On Tuesday, 23 June 2015 at 14:06:38 UTC, Sönke Ludwig wrote:
As I understand it, there is a gap between what you can
currently do
with std.json (and indeed vibed json) and what you can do with
stdx.data.json. And the capability falls short of what can be
done in
other standard libraries such as the ones for python.
So since we are going for a nuclear-power station included
approach,
does that not mean that we need to specify what this layer
should do,
and somebody should start to work on it?
One thing. which I consider the most important missing building
block, is Jacob's anticipated std.serialization module [1]*.
Skipping the data representation layer and going straight for a
statically typed access to the data is the way to go in a
language such as D, at least in most situations.
Thanks, Sonke. I appreciate your taking the time to reply, and I
hope I represented my understanding of things correctly. I think
often things get stuck in limbo because people don't know what's
most useful, so I do think a central list of "things that need to
be done" in D ecosystem might be nice, if it doesn't become
excessively structured and bureaucratic. (I ain't volunteering
to maintain it, as I can't commit to it).
Thing is there are different use cases. For example, I pull data
from Quandl - the metadata is standard and won't change in format
often; but the data for a particular series will. For example if
I pull volatility data that will have different fields to price
or economic data. And I don't know beforehand the total set of
possibilities. This must be quite a common use case, and indeed
I just hit another one recently with a poorly-documented internal
corporate database for securities.
Maybe it's fine to generate the static typing in response to
reading the data, but then it ought to be easy to do so
(ultimately). Because otherwise you hack something up in Python
because it's just easier, and that hack job becomes the basis for
something larger then you ever intended or wanted and it's never
worth rewriting given the other stuff you need.

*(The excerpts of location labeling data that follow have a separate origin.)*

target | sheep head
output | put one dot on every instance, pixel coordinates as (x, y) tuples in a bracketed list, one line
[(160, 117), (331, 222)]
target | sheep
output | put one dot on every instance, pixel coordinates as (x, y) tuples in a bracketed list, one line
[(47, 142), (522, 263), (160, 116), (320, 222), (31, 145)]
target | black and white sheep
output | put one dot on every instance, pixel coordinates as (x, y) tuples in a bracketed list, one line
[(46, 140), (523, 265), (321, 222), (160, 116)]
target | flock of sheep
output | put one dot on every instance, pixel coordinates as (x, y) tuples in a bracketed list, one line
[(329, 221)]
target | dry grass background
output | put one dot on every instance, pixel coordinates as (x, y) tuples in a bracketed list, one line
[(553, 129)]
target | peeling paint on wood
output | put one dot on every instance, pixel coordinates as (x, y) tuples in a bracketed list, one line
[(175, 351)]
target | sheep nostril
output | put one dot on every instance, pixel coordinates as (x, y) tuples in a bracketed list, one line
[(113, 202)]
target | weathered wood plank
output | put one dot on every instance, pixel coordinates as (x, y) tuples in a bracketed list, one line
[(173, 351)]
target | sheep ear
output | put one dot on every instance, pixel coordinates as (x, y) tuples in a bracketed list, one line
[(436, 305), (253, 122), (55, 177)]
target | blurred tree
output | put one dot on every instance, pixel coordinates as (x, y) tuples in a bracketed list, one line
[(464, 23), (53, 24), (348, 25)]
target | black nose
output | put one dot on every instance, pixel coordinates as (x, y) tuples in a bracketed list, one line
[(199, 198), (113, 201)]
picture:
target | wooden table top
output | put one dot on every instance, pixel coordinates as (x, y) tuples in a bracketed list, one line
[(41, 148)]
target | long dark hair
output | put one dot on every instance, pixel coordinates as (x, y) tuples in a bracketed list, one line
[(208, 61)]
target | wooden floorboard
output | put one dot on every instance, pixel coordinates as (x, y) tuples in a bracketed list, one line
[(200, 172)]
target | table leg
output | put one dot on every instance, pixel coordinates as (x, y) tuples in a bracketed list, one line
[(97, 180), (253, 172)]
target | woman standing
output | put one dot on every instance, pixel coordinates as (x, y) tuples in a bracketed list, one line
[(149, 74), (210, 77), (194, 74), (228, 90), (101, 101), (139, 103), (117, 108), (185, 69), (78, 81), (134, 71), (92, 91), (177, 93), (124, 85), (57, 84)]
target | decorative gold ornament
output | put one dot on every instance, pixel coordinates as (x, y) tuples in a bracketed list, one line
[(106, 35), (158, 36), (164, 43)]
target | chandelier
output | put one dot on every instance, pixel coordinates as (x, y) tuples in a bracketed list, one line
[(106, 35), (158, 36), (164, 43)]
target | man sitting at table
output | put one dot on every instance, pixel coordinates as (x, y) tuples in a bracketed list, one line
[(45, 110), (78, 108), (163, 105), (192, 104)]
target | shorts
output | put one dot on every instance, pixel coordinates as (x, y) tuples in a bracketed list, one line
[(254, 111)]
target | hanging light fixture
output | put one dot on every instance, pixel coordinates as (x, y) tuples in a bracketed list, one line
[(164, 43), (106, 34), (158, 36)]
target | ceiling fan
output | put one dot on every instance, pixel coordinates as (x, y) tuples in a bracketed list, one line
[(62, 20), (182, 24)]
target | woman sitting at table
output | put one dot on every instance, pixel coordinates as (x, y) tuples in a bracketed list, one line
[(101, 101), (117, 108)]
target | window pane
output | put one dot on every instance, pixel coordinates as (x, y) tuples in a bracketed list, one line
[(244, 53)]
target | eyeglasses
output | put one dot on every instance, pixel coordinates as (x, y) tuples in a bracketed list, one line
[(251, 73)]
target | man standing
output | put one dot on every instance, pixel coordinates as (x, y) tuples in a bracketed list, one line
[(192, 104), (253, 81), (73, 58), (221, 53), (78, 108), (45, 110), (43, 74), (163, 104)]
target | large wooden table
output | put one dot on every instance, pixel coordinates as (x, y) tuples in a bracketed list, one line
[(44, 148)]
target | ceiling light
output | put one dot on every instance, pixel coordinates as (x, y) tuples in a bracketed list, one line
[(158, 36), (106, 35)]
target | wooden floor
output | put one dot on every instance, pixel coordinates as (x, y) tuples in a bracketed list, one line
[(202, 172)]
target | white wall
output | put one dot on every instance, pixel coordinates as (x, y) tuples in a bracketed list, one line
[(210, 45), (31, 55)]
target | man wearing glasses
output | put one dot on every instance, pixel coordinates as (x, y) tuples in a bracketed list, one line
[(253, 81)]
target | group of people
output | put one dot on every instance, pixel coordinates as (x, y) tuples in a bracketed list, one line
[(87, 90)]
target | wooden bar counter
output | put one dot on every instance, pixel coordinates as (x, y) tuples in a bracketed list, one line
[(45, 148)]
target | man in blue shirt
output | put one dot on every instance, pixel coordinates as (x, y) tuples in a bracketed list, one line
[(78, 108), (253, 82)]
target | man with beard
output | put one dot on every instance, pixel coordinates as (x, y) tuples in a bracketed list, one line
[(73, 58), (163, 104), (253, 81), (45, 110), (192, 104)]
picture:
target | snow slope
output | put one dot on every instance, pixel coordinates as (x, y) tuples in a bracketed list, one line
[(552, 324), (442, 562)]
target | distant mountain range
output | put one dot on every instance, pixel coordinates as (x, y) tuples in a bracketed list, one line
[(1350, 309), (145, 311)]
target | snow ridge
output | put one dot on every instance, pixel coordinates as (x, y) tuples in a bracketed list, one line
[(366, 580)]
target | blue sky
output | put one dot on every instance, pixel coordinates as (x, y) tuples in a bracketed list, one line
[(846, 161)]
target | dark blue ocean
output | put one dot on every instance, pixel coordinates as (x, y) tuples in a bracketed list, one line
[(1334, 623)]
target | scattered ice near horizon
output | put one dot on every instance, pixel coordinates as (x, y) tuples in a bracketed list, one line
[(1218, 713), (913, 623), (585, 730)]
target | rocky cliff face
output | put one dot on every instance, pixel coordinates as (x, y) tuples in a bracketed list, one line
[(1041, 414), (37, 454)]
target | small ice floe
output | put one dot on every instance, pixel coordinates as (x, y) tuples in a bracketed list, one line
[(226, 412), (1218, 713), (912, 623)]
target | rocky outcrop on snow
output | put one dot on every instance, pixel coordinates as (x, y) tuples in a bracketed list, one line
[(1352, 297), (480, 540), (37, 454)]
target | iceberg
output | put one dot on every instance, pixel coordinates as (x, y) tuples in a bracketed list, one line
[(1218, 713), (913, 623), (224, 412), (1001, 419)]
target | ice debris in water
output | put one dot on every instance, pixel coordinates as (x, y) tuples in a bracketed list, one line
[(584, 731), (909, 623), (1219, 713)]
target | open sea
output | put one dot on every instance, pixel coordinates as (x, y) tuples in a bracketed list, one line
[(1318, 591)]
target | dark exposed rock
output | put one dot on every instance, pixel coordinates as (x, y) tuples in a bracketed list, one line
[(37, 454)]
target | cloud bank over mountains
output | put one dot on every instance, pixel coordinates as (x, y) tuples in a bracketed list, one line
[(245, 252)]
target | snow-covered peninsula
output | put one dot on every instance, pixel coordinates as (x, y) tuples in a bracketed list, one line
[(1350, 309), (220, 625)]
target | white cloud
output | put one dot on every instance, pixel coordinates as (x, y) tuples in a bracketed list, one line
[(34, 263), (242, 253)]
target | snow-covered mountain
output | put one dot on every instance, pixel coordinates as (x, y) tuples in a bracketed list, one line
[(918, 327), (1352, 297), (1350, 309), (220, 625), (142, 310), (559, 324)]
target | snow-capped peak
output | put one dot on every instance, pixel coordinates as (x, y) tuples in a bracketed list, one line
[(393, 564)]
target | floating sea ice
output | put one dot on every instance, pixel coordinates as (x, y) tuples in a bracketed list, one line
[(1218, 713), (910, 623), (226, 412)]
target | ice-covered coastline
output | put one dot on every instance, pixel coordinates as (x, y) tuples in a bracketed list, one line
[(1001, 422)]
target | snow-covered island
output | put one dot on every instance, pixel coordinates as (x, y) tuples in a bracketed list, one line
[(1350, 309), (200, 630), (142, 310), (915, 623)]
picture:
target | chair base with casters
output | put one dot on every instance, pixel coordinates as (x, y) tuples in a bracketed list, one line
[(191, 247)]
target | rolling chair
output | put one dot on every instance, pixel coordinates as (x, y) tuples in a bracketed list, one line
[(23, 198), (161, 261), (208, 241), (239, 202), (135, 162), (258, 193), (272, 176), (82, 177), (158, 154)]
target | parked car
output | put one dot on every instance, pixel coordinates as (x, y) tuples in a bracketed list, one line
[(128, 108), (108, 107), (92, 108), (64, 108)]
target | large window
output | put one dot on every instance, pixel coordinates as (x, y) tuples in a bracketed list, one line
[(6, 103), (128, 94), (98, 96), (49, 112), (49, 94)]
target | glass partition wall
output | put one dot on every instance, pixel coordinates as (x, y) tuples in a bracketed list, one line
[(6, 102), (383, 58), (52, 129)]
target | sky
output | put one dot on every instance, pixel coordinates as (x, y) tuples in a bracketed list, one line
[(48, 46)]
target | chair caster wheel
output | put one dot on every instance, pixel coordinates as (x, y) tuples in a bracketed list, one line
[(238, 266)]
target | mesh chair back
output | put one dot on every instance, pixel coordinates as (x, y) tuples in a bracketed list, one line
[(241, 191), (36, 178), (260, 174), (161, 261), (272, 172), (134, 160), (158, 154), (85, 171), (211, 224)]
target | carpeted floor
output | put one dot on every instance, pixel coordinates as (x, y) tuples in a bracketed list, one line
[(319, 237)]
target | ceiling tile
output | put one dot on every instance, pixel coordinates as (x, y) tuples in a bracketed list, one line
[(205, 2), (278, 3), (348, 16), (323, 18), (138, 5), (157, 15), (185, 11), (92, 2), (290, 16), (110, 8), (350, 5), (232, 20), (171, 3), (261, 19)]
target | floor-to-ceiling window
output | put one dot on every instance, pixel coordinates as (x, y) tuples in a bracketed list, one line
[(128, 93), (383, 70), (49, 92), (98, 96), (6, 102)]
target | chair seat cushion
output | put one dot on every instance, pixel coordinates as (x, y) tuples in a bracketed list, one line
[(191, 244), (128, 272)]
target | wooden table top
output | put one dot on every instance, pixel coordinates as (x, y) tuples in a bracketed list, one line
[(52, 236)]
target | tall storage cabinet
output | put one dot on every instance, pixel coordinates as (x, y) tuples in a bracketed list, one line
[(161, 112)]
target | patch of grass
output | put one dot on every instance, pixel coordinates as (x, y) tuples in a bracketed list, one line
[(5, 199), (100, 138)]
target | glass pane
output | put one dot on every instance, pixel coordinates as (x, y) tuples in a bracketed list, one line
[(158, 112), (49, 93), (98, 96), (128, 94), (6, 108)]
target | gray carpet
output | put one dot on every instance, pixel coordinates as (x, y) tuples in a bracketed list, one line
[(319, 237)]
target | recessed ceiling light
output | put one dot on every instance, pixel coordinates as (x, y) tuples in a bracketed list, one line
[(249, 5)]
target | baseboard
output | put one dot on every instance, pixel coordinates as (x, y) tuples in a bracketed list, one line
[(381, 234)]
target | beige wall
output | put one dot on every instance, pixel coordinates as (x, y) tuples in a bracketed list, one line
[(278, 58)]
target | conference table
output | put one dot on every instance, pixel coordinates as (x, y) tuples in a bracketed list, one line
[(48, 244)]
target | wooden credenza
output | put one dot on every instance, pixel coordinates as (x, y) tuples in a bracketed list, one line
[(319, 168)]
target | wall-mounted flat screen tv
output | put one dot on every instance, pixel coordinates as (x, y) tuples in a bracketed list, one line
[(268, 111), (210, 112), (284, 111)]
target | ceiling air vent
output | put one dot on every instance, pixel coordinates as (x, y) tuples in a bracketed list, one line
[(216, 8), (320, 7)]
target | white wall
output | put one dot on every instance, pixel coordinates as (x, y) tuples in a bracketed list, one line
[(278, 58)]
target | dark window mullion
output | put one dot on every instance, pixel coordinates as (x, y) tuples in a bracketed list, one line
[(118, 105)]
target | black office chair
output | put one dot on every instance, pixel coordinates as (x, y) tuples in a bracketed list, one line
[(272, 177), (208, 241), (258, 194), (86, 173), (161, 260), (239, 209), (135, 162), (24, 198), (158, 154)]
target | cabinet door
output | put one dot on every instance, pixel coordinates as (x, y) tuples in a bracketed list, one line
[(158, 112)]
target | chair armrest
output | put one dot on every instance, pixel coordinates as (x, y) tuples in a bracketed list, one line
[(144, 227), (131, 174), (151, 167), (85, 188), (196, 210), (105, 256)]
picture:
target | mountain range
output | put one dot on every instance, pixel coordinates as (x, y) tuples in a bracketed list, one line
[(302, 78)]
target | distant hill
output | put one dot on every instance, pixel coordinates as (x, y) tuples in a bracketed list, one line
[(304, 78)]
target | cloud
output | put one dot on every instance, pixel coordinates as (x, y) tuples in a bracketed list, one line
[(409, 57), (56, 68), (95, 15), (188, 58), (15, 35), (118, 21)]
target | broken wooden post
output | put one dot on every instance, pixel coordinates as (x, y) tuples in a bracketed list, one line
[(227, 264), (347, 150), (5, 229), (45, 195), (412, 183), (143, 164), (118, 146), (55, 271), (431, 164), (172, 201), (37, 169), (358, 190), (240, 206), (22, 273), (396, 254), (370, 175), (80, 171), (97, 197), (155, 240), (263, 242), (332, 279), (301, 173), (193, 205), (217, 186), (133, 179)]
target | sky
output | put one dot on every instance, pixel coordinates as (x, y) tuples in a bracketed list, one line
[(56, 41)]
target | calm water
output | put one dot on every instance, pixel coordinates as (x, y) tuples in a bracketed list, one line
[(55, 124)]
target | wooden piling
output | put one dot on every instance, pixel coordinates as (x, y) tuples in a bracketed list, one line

But even if you prefer static typing generated on the fly (which
maybe becomes useful via introspection a la Alexandrescu talk),
sometimes one will prefer dynamic typing, and since it's easy to
do in a way that doesn't destroy the elegance and coherence of
the whole project, why not give people the option ? It seems to
me that Guido painted a target on Python by saying "it's fast
enough, and you are usually I/O etc bound", because the numerical
computing people have different needs. So BLAS and the like may
be part of that, but also having something like pandas - and the
ability to get data in and out of it - would be an important part
in making it easy and fun to use D for this purpose, and it's not
so hard to do so, just a fair bit of work. Not that it makes
sense to undergo a death march to duplicate python functionality,
but there are some things that are relatively easy that have a
high payoff - like John Colvin's pydmagic.
(The link here, which may not be so obvious, is that in a way
pandas is a kind of replacement for a spreadsheet, and being able
to just pull stuff in without minding your 'p's and 'q's to get a
quick result lends itself to the kind of iterative exploration
that makes spreadsheets still overused even today. And that's
the link to JSON and (de)-serialization).
Another part is a high level layer on top of the stream parser
that exists for a while (albeit with room for improvement), but
that I forgot to update the documentation for. I've now caught
up on that and it can be found under [2] - see the read[...]
and skip[...] functions.
Thank you for the link.
Do you, or anyone else, have further ideas for higher level
functionality, or any concrete examples in other standard
libraries?
Will think it through and try to come up with some simple
examples. Paging John Colvin and Russell Winder, too.
* Or any other suitable replacement, if that doesn't work out
for some reason. The vibe.data.serialization module to me is
not a suitable candidate as it stands, because it lacks some
features of Jacob's solution, such as proper handling of
(duplicate/interior) references. But it's a perfect fit for my
own class of problems, so I currently can't justify to put work
into this either.
Is it worth you or someone else trying to articulate well what it
does well that is missing from stdx.data.json?